TOYOTAの水素燃料電池自動車「MIRAI」だけをとってみても、専用の基幹部品に関わるメーカーはとても多く、関連業界はその恩恵に預かることになります。
例えば、防振ゴム・ホース・ウレタンなど自動車用部品の製造・販売を行う住友理工も、これまで同社が培ってきた独自の技術を次世代インフラに活かしている企業の一つです。
同社が昨年末に開発を発表した「セル用ガスケット」は、燃料電池内で水素と酸素の流路を保ち、生成された水の排水性を高めるゴム製のシール部材。
同社の誇る高分子材料技術が生み出した高機能ゴムによって幅広い温度範囲で長期シール性を実現し、自動車用防振ゴムなどの製品開発で培った精密加工技術を融合して、「MIRAI」に最適な信頼性の高いシール部材の製品開発に成功しているということです。

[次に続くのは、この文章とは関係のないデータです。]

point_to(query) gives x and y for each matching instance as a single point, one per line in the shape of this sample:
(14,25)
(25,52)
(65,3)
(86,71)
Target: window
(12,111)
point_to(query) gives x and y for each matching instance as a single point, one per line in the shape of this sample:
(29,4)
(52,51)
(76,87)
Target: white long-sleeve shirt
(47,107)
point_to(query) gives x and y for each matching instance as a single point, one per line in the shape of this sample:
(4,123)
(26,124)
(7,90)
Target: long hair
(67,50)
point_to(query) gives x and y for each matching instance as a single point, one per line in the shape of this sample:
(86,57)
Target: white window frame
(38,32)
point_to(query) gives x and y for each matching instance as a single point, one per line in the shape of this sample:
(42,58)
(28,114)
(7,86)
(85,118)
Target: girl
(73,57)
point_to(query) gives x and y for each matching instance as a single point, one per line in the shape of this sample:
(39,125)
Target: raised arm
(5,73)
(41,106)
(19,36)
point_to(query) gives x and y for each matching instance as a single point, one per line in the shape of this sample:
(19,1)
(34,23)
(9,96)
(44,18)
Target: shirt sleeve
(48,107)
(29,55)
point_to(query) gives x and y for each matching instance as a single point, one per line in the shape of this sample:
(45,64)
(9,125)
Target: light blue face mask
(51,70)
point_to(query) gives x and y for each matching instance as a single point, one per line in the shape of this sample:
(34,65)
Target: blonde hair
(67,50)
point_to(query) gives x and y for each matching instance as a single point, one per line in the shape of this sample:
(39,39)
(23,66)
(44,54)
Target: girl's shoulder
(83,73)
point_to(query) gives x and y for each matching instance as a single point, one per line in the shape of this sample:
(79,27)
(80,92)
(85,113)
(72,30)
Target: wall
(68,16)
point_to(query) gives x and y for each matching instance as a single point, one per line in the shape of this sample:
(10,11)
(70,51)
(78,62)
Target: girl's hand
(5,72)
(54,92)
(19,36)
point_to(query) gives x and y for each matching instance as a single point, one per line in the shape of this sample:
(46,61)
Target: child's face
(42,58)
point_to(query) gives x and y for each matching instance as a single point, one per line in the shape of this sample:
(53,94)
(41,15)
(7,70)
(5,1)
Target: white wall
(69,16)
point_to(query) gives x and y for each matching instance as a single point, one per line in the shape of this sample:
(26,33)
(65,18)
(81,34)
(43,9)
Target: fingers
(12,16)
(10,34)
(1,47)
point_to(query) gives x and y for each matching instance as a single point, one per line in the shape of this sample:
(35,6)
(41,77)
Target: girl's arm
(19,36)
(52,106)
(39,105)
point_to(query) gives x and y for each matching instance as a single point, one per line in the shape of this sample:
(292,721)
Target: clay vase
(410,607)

ちなみにトヨタは、発売1か月の国内受注台数が好調なことや、今秋からは米国や欧州でも販売を開始することを踏まえて、「MIRAI」の年間販売台数を2015年の700台から16年は2000台程度、さらに17年は3000台程度にまで拡大するということを発表しています。
住友理工でも、4月には「住理工FCシール株式会社」を新たに設立し、生産増に対応する環境を整えているようです。
2020年の東京オリンピックは、世界的なスポーツの祭典であると同時に、日本という国の独自性として、日本の誇る産業技術を世界に発信できる又とない機会とも言えます。
20年までに水素ステーションをはじめとする国内の水素インフラが整っていれば、次世代自動車の世界シェアを獲得するための大きな追い風となるのは間違いないと言われます。
水素社会の幕開けとともに、日本経済の夜明けも近づいているのではないでしょうか。